O’Shea calls from an 845 area code, claiming he lives in Fort Lauderdale, Fla., and works in executive security.

Because of his thick Noo Yawk accent, O’Shea tells them he is originally from The Bronx.

The illegal subletters don’t pose many questions.

They hear, ‘He can pay,’ ” said O’Shea, who dresses in a long black raincoat. “And they hear that I fly in and out, and they like that.”

He tours the unit for about 10 minutes, enough time to record the apartment dweller on the hidden camera confessing to an illegal subletting scheme.

I ask them if I’ll be on a lease, or if I should deal with them directly,” he said.

O’Shea leaves, saying he needs to think about it.

He then alerts the landlord.

O’Shea doesn’t give up the tenant’s name until he has a deal with the landlord.

He said he recently busted a professor who was subletting his university-subsidized housing in Greenwich Village while living with his mom in Washington Heights.

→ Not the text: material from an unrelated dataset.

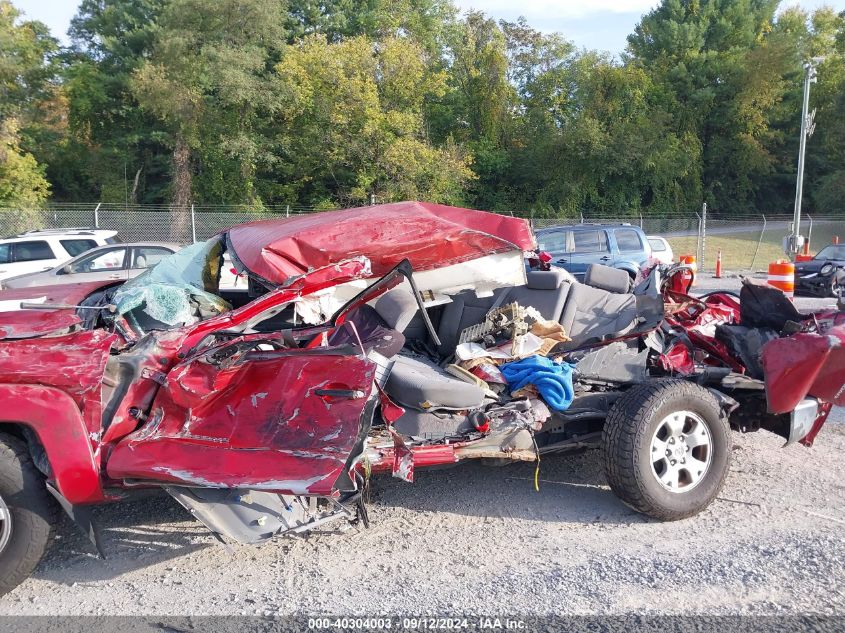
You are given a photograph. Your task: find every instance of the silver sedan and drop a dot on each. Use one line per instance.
(118, 262)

I do feel bad for people who are down and out and need money,” said O’Shea, who took pity and dropped a case against a struggling Broadway actor who was illegally subletting an apartment.

He had less sympathy for a rabbi whom he caught paying less than $750 a month on two apartments while owning a building on Myrtle Avenue in Brooklyn.

“Those tenants are cheating the system and hurting everyone,” said landlord Paul Italia, whose firm manages and owns about 40 buildings in the city. “They don’t have any expenses of running a building, but they’re profiting.”